Halfords, which also operates car service centers across the U.K. and Ireland, will boost revenue “through a halo effect of better service, wider product range and a stronger multi-channel offering,” Georgina Johanan, an analyst at JPMorgan, said today in a note. She raised her recommendation to overweight from underweight, and predicted the stock will gain about 10 percent in 12 months from yesterday’s closing price.
The stock jumped 4.5 percent to 385.7 pence, the highest closing price since June 2011 in London. Halfords, based in Redditch, England, hasn’t declined since April 19 and leads gains among the 14 companies in the FTSE 350 General Retailers Index over the past month, with an advance of 24 percent.
Halfords in October appointed Matthew Davies, formerly the leader of the Pets At Home chain, to be chief executive officer, and said it would improve service and add more cycling parts online. “High-quality management should drive increasing enthusiasm,” JPMorgan’s Johanan said.
Davies said April 10 that Halfords sees a “huge” opportunity to boost the auto center business, for which it intends to open 20 to 30 new outlets a year.
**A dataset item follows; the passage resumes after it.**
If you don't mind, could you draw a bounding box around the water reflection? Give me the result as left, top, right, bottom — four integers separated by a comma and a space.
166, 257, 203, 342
The repair portion of the business benefited from last year’s cold weather, which improved car maintenance sales in the fiscal fourth quarter and hurt cycling revenue, Davies said.
Halfords is scheduled to report full-year earnings on May 23.
Of 21 analysts who report their recommendations to Bloomberg, eight advise buying the shares, while seven have a hold rating and six advocate selling. Johanan’s target price of 405 pence compares with the average from 14 analysts of 363.6 pence.